52.4g (0.3mol) is added dropwise while maintaining the reaction temperature at 30-40%. After the dropwise addition was completed, heating and stirring was continued for 3 hours at a reaction temperature of 60°C, and then the reaction mixture was poured into 200ml of water. The organic phase was separated, washed with dilute hydrochloric acid solution and dilute sodium hydroxide solution and water, then dried over anhydrous sodium sulfate. After distilling off the solvent, the residue was recrystallized using ethanol to obtain 40.6 g (0.16 mol) of p-(4-fluorobenzoyloxy)benzaldehyde with a melting point of 99.6°C (yield 52%). Take 2.6g (0.01 mol) of this and add it to the previously obtained 2-butylpropane-1,3-
A mixture of 1.32 g (0.01 mol) of diol and 50 ml of toluene and 50 mg of 4-toluenesulfonic acid as a catalyst was placed in a flask equipped with a water separator and heated to reflux. Water stopped coming out in about 1 hour and the reaction stopped. finish. The reaction mass is poured into 100 ml of water and the organic phase is separated, washed with 5% sodium bicarbonate solution and then with water before drying over anhydrous sodium sulfate. Next, the solvent (toluene) was distilled off under reduced pressure, and the residue was recrystallized twice with 10 ml of a mixed solvent of 7 ethyl alcohol and 3 parts benzene to obtain the desired p-(trans-5-butyl-1,3-dioxane- 1.8 g (yield: 48%) of 2-yl)phenyl p-fluorobenzoate was obtained. C of this thing
-N point (nematic point) is 91.0 to 91.5℃, N-I
The clearing point is 165°C, and the elemental analysis values are in good agreement with the theoretical values as shown below. Analytical value (%) Calculated value (as C ₂₁ H ₂₄ O ₄ F) (%) C 70.6 70.2 H 6.4 6.7 Examples 2 to 9 Using another alkyl bromide in place of butyl bromide in Example 1, Also, X in formula () is Br or Cl
In the case of 4-bromobenzoyl chloride or 4-bromobenzoyl chloride respectively in place of 4-fluorobenzoyl chloride
-A compound of formula () shown in Table 1 was obtained in the same manner as in Example 1 except that chlorobenzoyl chloride was used.
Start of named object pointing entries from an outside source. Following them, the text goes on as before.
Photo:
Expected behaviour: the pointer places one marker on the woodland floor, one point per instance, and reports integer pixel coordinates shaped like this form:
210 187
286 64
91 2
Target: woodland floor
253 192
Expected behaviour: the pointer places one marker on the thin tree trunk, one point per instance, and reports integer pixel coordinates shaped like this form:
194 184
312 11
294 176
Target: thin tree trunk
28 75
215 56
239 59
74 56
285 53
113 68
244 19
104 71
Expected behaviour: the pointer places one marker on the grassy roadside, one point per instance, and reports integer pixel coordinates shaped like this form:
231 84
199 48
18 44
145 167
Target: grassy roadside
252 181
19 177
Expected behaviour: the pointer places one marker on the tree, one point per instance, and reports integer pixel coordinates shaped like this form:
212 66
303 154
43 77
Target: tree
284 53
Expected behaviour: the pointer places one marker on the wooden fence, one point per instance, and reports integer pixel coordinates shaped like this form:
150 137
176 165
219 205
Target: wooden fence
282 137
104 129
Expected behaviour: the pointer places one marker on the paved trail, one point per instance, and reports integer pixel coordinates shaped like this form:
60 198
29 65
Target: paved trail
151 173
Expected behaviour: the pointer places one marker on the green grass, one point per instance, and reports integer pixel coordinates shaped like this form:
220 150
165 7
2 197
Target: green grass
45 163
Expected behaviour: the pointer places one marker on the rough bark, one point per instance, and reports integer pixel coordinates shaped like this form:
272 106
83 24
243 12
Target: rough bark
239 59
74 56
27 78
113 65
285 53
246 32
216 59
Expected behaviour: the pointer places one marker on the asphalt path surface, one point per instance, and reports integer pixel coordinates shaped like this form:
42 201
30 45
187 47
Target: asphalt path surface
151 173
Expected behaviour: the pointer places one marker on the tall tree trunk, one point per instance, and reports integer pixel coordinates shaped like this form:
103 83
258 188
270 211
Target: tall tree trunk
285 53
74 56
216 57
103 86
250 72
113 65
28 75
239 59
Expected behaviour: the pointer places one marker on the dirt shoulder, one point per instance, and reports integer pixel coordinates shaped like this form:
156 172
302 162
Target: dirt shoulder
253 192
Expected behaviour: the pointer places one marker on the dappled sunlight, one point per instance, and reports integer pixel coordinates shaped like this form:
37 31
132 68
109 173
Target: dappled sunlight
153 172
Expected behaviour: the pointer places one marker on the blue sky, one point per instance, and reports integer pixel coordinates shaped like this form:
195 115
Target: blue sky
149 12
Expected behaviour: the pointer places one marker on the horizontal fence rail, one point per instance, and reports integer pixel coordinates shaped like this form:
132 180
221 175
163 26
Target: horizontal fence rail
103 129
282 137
Its physical properties are shown in Table 1, including the results of Example 1.

[Table] Example 10 (Application example) The nematic liquid crystal temperature range of the liquid crystal composition consisting of is -3 to 52℃, the viscosity at 20℃ is 23cp, and △ε is
10.5, the threshold voltage was 1.53V and the saturation voltage was 2.12V when sealed in a TN cell with a cell thickness of 10μ.
In addition to 85 parts of the above liquid crystal composition, a compound of formula () of the present invention is added. Nematic liquid crystal temperature range of liquid crystal compositions containing
It spreads from 10 to 65℃, and the viscosity at 20℃ is 28cp.
Δε was 10.0, and when sealed in a TN cell of the same thickness, the threshold voltage was 1.54V and the saturation voltage was 2.13V, almost unchanged.

Claims (1)

[Claims] 1. General formula (In the above formula, R represents an alkyl group having 1 to 10 carbon atoms, and X represents F.) p-(trans-5-alkyl 1,
3-Dioxan-2-yl)phenyl p-halogenobenzoate. 2 General formula (In the above formula, R represents an alkyl group having 1 to 10 carbon atoms, and X represents F.) p-(trans-5-alkyl 1,
A liquid crystal composition containing at least one component of 3-dioxan-2-yl) phenyl p-halogenobenzoate.